Il habite La Rochelle à son retour, et achève sa vie à Bordeaux où il décède le 20 décembre 1962.
- Note 1 : Quatre-vingt militants communistes – emprisonnés à Fresnes, la Santé ou Poissy avant la fin de la
guerre, où il purgeaient de lourdes peines de prison – y ont été incarcérés depuis juin 1940, devant l’avancée allemande. Il y côtoie Henri Asselineau qui sera déporté avec lui à Auschwitz, Gaston Bernard, Fernand Alby (maire du 13ème à la Libération), Lucien Chapelain (maire adjoint communiste de Bondy), qui seront également déportés dans des camps de concentration allemands et qui témoigneront de la dureté du régime pénitentiaire à Fontevraud. - Note 2 : Le camp d’internement administratif de Rouillé (Vienne) est ouvert le 6 septembre 1941, sous la dénomination de «centre de séjour surveillé», pour recevoir 150 internés politiques venant de la région parisienne, c’est-à-dire membres du Parti Communiste dissous et maintenus au camp d’Aincourt depuis le 5 octobre 1940. D’autres venant de prisons diverses et du camp des Tourelles. In site de l’Amicale de Châteaubriant-Voves-Rouillé.

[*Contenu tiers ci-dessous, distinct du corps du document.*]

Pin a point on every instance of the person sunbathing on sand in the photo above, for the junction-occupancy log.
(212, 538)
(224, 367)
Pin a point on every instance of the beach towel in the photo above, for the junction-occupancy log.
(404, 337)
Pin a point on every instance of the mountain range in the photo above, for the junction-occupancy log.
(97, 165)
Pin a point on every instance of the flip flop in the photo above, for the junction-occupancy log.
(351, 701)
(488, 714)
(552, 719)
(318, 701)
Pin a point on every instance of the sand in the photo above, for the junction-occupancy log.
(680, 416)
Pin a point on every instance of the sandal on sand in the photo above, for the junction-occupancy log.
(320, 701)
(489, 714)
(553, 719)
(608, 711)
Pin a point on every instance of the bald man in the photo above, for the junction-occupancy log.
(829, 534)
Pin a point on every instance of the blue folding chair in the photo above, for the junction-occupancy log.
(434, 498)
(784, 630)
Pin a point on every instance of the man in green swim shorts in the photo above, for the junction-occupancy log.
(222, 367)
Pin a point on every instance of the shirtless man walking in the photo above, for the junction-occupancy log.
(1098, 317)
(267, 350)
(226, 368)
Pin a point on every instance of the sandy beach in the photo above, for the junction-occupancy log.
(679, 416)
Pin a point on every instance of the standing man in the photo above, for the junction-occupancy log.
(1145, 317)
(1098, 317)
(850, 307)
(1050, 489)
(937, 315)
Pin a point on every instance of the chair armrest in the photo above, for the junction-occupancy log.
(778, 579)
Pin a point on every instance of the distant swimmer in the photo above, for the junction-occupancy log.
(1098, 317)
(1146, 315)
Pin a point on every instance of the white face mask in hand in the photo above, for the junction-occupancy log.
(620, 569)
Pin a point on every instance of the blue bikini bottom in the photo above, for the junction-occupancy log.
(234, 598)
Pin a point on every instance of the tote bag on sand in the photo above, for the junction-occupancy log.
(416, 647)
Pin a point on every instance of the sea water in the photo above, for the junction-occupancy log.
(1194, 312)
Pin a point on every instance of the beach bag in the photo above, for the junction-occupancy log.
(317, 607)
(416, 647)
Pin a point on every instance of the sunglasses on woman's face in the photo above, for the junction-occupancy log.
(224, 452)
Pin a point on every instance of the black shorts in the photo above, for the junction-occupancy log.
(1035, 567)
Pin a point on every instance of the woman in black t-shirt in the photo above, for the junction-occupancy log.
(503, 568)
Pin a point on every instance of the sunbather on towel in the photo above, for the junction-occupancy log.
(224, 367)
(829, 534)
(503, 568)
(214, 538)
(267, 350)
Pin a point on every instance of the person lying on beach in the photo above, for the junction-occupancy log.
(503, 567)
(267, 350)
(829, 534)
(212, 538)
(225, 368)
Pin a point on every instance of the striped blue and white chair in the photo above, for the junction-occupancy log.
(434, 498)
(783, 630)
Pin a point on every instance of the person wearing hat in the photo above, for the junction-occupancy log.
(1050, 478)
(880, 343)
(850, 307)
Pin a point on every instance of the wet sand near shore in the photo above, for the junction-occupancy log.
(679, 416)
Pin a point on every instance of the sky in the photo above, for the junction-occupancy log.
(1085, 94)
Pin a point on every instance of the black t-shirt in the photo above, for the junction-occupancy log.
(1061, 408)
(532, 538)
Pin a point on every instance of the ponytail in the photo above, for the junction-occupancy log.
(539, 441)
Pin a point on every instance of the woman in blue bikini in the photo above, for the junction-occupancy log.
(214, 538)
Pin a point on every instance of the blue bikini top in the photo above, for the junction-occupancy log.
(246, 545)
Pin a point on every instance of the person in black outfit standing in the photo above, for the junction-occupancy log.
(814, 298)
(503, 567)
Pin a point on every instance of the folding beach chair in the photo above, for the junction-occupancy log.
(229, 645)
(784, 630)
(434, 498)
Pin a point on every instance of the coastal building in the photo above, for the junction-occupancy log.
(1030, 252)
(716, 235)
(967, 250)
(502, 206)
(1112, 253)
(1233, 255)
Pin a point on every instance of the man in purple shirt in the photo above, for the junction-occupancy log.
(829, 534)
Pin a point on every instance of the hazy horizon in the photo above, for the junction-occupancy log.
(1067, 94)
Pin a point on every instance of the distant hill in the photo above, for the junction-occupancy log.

- Note 3 : il s’agit de Carpentier René (Fresnes), Degdier Eugène (Fresnes), Gaudin Marcel, Gié Gaston, Raimond Maurice, Riochet Henri, Ruan Gaston, Thomas Jean, Welscher Louis.
Sources
- Bureau de la Division des archives des victimes des conflits contemporains (DAVCC), Ministère de la Défense, Caen. Dossier individuel
consulté en 1989 et novembre 1993. - Mairie de Courbevoie. Etat civil mars 1994 (photocopie de l’acte).
- Registres matricules militaires de la Seine, 1er bureau, liste principale.
- Liste du 22 mai 1942,détenus transférés du camp de Rouillé vers celui de Compiègne (Centre de Documentation Juive Contemporaine XLI-42).
- Archives de Roger Abada
- Photo © Mémorial Sachsenhausen.
Notice biographique mise à jour en 2010, 2013, 2019 et 2021 à partir d’une notice succincte rédigée en janvier 2001 pour l’exposition organisée par l’association « Mémoire Vive » à la mairie du 20ème arrondissement, par Claudine Cardon-Hamet (docteur en Histoire, auteur des ouvrages :Triangles rouges à Auschwitz, le convoi du 6 juillet 1942 dit des « 45000 », éditions Autrement, Paris 2005) et de Mille otages pour Auschwitz, le convoi du 6 juillet 1942 dit des « 45000 », éditions Graphein, Paris 1997 et 2000 (épuisé), qui reproduit ma thèse de doctorat (1995). Prière de mentionner ces références (auteur et coordonnées de ce site) en cas de reproduction ou d’utilisation totale ou partielle de cette notice.